For most people, this risk is background noise — a population-level statistical signal, not an individual emergency. But for people already managing cardiovascular conditions, the spring time change is worth treating as a period of modestly elevated vigilance rather than an inconvenience to push through.
Who Should Pay the Most Attention
The spring cardiovascular risks described here are not evenly distributed. The people most affected are those with existing cardiovascular disease, hypertension, or significant risk factors; older adults whose cardiovascular reserve and vascular flexibility have declined; people with moderate to severe seasonal allergies that go untreated or undertreated; and individuals who were substantially sedentary through winter and plan to resume vigorous activity quickly in spring.
For these groups, spring is a reasonable time to check in with a healthcare provider — particularly if symptoms like unusual shortness of breath, chest discomfort during exertion, palpitations, or lightheadedness have appeared or worsened. These symptoms are worth reporting in any season, but the spring context gives them added significance.
Warning Signs to Know
The warning signs of a heart attack — chest pain or pressure, pain radiating to the arm, jaw, or back, shortness of breath, cold sweating, nausea, or lightheadedness — are the same in spring as any other time of year. But spring also produces conditions where these symptoms are more likely to be attributed to something else: exertion discomfort, allergy symptoms, or the general malaise of disrupted sleep.
Shortness of breath during spring yard work might be deconditioning catching up with you — or it might be something more serious. Fatigue and lightheadedness in April might be poor sleep — or it might be a cardiac arrhythmia. The seasonal context doesn’t change the threshold for seeking medical attention: symptoms that concern you deserve evaluation, and erring toward a doctor’s visit rather than away from it costs far less than the alternative.

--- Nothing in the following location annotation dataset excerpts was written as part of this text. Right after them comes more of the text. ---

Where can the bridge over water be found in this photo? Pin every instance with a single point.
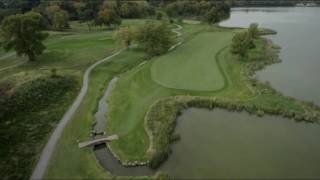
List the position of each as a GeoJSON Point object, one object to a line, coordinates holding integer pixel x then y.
{"type": "Point", "coordinates": [98, 141]}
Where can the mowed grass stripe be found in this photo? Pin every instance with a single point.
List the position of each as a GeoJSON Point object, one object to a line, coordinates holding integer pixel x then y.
{"type": "Point", "coordinates": [193, 65]}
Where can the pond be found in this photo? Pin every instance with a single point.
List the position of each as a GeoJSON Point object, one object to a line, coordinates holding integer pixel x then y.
{"type": "Point", "coordinates": [298, 35]}
{"type": "Point", "coordinates": [220, 144]}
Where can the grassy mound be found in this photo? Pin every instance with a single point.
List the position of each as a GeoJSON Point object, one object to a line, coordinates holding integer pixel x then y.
{"type": "Point", "coordinates": [193, 66]}
{"type": "Point", "coordinates": [28, 113]}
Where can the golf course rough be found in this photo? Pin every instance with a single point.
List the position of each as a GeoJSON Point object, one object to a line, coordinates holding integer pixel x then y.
{"type": "Point", "coordinates": [193, 66]}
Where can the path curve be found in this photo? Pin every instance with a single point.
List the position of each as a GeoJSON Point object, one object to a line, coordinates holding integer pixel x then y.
{"type": "Point", "coordinates": [49, 148]}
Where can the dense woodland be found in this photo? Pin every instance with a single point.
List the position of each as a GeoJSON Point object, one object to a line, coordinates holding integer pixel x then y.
{"type": "Point", "coordinates": [84, 10]}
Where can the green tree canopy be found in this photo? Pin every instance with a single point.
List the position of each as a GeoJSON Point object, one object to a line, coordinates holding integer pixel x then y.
{"type": "Point", "coordinates": [253, 30]}
{"type": "Point", "coordinates": [241, 43]}
{"type": "Point", "coordinates": [108, 17]}
{"type": "Point", "coordinates": [23, 33]}
{"type": "Point", "coordinates": [60, 20]}
{"type": "Point", "coordinates": [126, 35]}
{"type": "Point", "coordinates": [155, 38]}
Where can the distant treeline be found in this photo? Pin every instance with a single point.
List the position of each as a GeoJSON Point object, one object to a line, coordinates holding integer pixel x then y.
{"type": "Point", "coordinates": [89, 9]}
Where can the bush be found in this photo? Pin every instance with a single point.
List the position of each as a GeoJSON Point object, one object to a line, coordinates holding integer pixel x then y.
{"type": "Point", "coordinates": [155, 38]}
{"type": "Point", "coordinates": [27, 115]}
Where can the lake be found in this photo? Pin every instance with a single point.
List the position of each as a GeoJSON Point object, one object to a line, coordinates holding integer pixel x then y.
{"type": "Point", "coordinates": [220, 144]}
{"type": "Point", "coordinates": [298, 34]}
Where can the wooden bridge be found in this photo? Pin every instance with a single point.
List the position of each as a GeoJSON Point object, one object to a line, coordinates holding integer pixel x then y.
{"type": "Point", "coordinates": [98, 141]}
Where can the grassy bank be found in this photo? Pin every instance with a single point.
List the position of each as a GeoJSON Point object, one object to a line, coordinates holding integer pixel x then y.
{"type": "Point", "coordinates": [136, 91]}
{"type": "Point", "coordinates": [24, 130]}
{"type": "Point", "coordinates": [134, 102]}
{"type": "Point", "coordinates": [68, 161]}
{"type": "Point", "coordinates": [29, 111]}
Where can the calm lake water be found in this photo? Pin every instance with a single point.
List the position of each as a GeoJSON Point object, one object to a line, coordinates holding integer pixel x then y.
{"type": "Point", "coordinates": [298, 34]}
{"type": "Point", "coordinates": [220, 144]}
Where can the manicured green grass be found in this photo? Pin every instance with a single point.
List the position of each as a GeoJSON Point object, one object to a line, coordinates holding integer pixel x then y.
{"type": "Point", "coordinates": [70, 53]}
{"type": "Point", "coordinates": [68, 161]}
{"type": "Point", "coordinates": [133, 94]}
{"type": "Point", "coordinates": [136, 91]}
{"type": "Point", "coordinates": [193, 65]}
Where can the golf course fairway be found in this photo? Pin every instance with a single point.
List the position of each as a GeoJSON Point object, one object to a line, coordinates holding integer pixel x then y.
{"type": "Point", "coordinates": [193, 66]}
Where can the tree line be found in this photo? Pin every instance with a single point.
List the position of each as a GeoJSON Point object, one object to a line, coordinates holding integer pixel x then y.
{"type": "Point", "coordinates": [23, 32]}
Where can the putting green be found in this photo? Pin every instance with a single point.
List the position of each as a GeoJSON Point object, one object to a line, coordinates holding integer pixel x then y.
{"type": "Point", "coordinates": [193, 66]}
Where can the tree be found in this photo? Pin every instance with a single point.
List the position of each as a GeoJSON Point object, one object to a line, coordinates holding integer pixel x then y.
{"type": "Point", "coordinates": [212, 16]}
{"type": "Point", "coordinates": [108, 17]}
{"type": "Point", "coordinates": [253, 30]}
{"type": "Point", "coordinates": [88, 12]}
{"type": "Point", "coordinates": [241, 43]}
{"type": "Point", "coordinates": [155, 38]}
{"type": "Point", "coordinates": [60, 20]}
{"type": "Point", "coordinates": [23, 33]}
{"type": "Point", "coordinates": [125, 35]}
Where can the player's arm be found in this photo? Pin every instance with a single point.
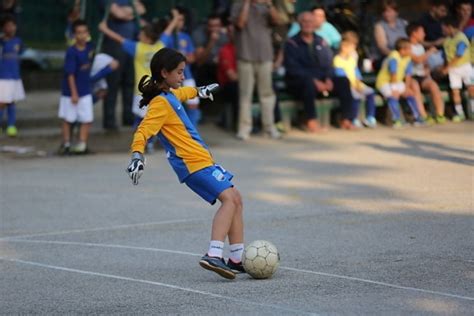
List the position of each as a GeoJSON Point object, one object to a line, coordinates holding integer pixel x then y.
{"type": "Point", "coordinates": [151, 124]}
{"type": "Point", "coordinates": [124, 13]}
{"type": "Point", "coordinates": [71, 80]}
{"type": "Point", "coordinates": [158, 111]}
{"type": "Point", "coordinates": [460, 49]}
{"type": "Point", "coordinates": [103, 27]}
{"type": "Point", "coordinates": [408, 74]}
{"type": "Point", "coordinates": [70, 66]}
{"type": "Point", "coordinates": [392, 69]}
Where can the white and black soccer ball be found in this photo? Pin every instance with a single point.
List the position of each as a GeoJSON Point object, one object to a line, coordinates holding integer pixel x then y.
{"type": "Point", "coordinates": [260, 259]}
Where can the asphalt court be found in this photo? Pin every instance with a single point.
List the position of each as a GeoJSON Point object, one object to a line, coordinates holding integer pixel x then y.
{"type": "Point", "coordinates": [375, 222]}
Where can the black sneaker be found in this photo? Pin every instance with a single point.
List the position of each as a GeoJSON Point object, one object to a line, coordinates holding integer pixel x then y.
{"type": "Point", "coordinates": [216, 265]}
{"type": "Point", "coordinates": [64, 150]}
{"type": "Point", "coordinates": [235, 267]}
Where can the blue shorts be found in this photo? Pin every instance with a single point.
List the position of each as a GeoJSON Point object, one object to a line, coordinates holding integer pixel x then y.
{"type": "Point", "coordinates": [209, 182]}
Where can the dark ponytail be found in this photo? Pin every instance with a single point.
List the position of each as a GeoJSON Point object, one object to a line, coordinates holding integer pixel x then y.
{"type": "Point", "coordinates": [165, 59]}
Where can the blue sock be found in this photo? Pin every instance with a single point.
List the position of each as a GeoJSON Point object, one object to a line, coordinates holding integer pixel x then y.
{"type": "Point", "coordinates": [355, 109]}
{"type": "Point", "coordinates": [394, 108]}
{"type": "Point", "coordinates": [136, 121]}
{"type": "Point", "coordinates": [11, 114]}
{"type": "Point", "coordinates": [413, 106]}
{"type": "Point", "coordinates": [370, 105]}
{"type": "Point", "coordinates": [194, 115]}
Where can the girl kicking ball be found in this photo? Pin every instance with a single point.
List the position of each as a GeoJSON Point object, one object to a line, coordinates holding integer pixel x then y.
{"type": "Point", "coordinates": [188, 155]}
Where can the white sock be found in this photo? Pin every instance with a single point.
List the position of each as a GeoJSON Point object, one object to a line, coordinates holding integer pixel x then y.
{"type": "Point", "coordinates": [459, 109]}
{"type": "Point", "coordinates": [236, 251]}
{"type": "Point", "coordinates": [216, 248]}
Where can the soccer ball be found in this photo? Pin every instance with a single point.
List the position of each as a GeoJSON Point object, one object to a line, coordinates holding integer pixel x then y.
{"type": "Point", "coordinates": [260, 259]}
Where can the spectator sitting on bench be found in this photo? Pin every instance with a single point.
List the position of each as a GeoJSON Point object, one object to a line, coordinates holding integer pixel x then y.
{"type": "Point", "coordinates": [309, 72]}
{"type": "Point", "coordinates": [321, 27]}
{"type": "Point", "coordinates": [345, 65]}
{"type": "Point", "coordinates": [419, 57]}
{"type": "Point", "coordinates": [394, 81]}
{"type": "Point", "coordinates": [458, 66]}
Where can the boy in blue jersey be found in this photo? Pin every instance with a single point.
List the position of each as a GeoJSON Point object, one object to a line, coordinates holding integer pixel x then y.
{"type": "Point", "coordinates": [76, 102]}
{"type": "Point", "coordinates": [174, 37]}
{"type": "Point", "coordinates": [189, 156]}
{"type": "Point", "coordinates": [11, 86]}
{"type": "Point", "coordinates": [394, 81]}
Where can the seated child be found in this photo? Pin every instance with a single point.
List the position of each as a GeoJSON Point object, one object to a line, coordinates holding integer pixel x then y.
{"type": "Point", "coordinates": [421, 72]}
{"type": "Point", "coordinates": [345, 65]}
{"type": "Point", "coordinates": [394, 81]}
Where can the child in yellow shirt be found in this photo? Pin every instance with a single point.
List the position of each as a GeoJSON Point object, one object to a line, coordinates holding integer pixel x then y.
{"type": "Point", "coordinates": [345, 65]}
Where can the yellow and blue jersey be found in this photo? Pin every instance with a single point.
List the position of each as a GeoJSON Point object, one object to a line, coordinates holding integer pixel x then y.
{"type": "Point", "coordinates": [167, 118]}
{"type": "Point", "coordinates": [10, 51]}
{"type": "Point", "coordinates": [347, 67]}
{"type": "Point", "coordinates": [142, 54]}
{"type": "Point", "coordinates": [396, 65]}
{"type": "Point", "coordinates": [458, 46]}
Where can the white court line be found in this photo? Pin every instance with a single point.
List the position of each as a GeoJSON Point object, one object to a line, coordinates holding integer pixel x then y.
{"type": "Point", "coordinates": [400, 287]}
{"type": "Point", "coordinates": [381, 283]}
{"type": "Point", "coordinates": [171, 286]}
{"type": "Point", "coordinates": [85, 230]}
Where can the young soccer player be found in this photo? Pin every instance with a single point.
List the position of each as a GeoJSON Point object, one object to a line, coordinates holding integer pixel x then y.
{"type": "Point", "coordinates": [189, 155]}
{"type": "Point", "coordinates": [174, 37]}
{"type": "Point", "coordinates": [11, 86]}
{"type": "Point", "coordinates": [458, 65]}
{"type": "Point", "coordinates": [345, 65]}
{"type": "Point", "coordinates": [142, 52]}
{"type": "Point", "coordinates": [394, 81]}
{"type": "Point", "coordinates": [421, 74]}
{"type": "Point", "coordinates": [75, 104]}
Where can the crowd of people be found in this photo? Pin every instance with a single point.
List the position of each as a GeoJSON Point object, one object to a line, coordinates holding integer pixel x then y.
{"type": "Point", "coordinates": [247, 43]}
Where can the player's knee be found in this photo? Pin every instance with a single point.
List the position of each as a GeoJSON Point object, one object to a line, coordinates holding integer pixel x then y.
{"type": "Point", "coordinates": [237, 201]}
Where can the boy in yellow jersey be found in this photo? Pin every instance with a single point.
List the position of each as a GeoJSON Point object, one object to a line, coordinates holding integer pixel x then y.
{"type": "Point", "coordinates": [189, 156]}
{"type": "Point", "coordinates": [345, 65]}
{"type": "Point", "coordinates": [394, 81]}
{"type": "Point", "coordinates": [142, 51]}
{"type": "Point", "coordinates": [458, 65]}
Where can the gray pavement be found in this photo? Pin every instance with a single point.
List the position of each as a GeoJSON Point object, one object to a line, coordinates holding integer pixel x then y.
{"type": "Point", "coordinates": [370, 222]}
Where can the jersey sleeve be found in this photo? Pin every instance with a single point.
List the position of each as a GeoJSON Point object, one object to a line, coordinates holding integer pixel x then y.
{"type": "Point", "coordinates": [409, 70]}
{"type": "Point", "coordinates": [130, 47]}
{"type": "Point", "coordinates": [460, 49]}
{"type": "Point", "coordinates": [166, 40]}
{"type": "Point", "coordinates": [185, 93]}
{"type": "Point", "coordinates": [70, 64]}
{"type": "Point", "coordinates": [392, 66]}
{"type": "Point", "coordinates": [158, 111]}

Enjoy the Season — With Awareness
None of this is a case against spring. It is unambiguously a season associated with improved mental health, increased physical activity, and genuine benefits to overall wellbeing. The cardiovascular risks discussed here are real but manageable, and for the vast majority of healthy people, spring poses no special danger.
What it does pose is a specific set of stresses on the cardiovascular system that deserve acknowledgment — particularly for those who are already managing heart health. The season that invites you outside to move, to garden, to breathe fresh air and feel the sun is also the season that asks a little more of your heart. Knowing that, and responding accordingly, is simply good seasonal health awareness.